The technical nature of this vulnerability aligns with CWE-79, which specifically addresses cross-site scripting weaknesses in web applications. The flaw manifests as an insufficient input validation mechanism that fails to properly sanitize user-supplied data before rendering it within web pages. Attackers can exploit this weakness by crafting malicious payloads that get executed in the context of other users' browsers, potentially leading to session hijacking, credential theft, or unauthorized data manipulation within the targeted applications.

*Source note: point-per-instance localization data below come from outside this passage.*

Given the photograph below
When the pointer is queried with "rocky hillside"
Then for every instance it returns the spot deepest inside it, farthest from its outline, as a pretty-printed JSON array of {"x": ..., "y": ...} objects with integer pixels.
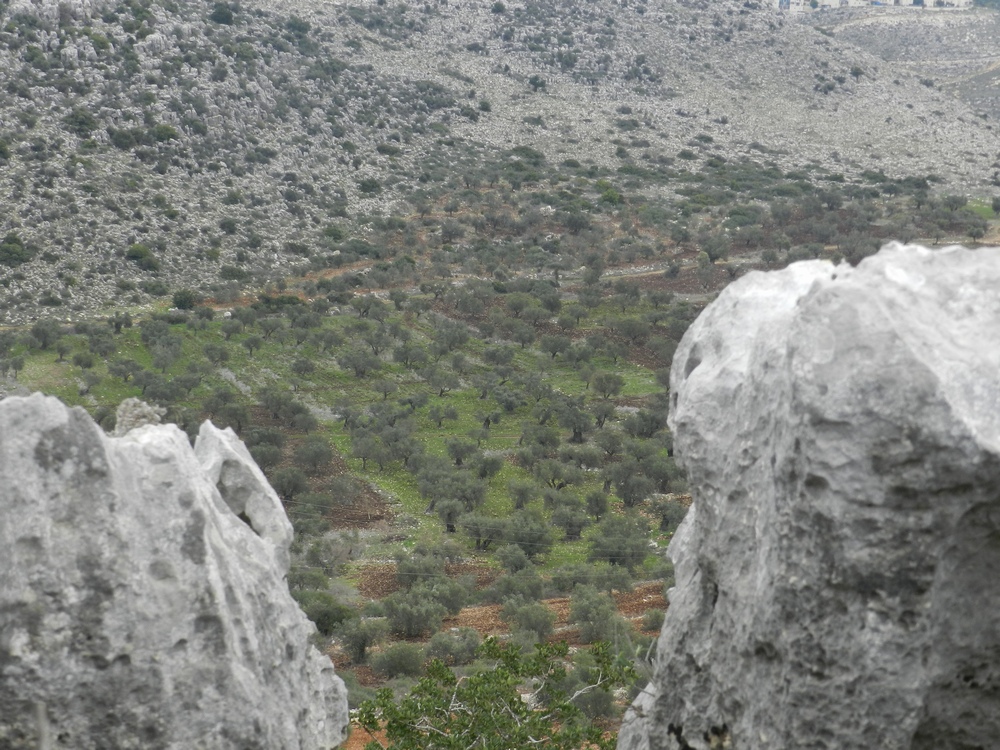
[
  {"x": 151, "y": 145},
  {"x": 956, "y": 52}
]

The vulnerability affects multiple major versions and release streams, indicating a fundamental flaw in the input processing logic that was not adequately addressed across the product portfolio.
From an operational impact perspective, this vulnerability poses significant risks to organizations utilizing IBM Rational tools for software development lifecycle management. The attack surface extends across various development and quality management processes where users may interact with web interfaces containing unsanitized data inputs. Successful exploitation could enable attackers to access sensitive development information, manipulate project data, or execute malicious code in the context of authenticated user sessions. The widespread nature of affected versions across different Rational products means that organizations operating multiple tools within the IBM Rational ecosystem face compounded security risks, potentially affecting entire development teams and project workflows.
The remediation strategy for this vulnerability involves applying the specific iFix patches released by IBM for each affected product version. Organizations should prioritize patching all affected systems, particularly those handling sensitive development data or serving as central collaboration platforms. Security teams should implement additional monitoring for suspicious user activities and consider network-level controls to detect potential exploitation attempts. The vulnerability also highlights the importance of input validation practices and proper web application security controls, aligning with ATT&CK technique T1059.001 for command and scripting interpreter usage. Organizations should conduct comprehensive vulnerability assessments across their Rational tool environments and establish regular patch management procedures to prevent similar issues in the future.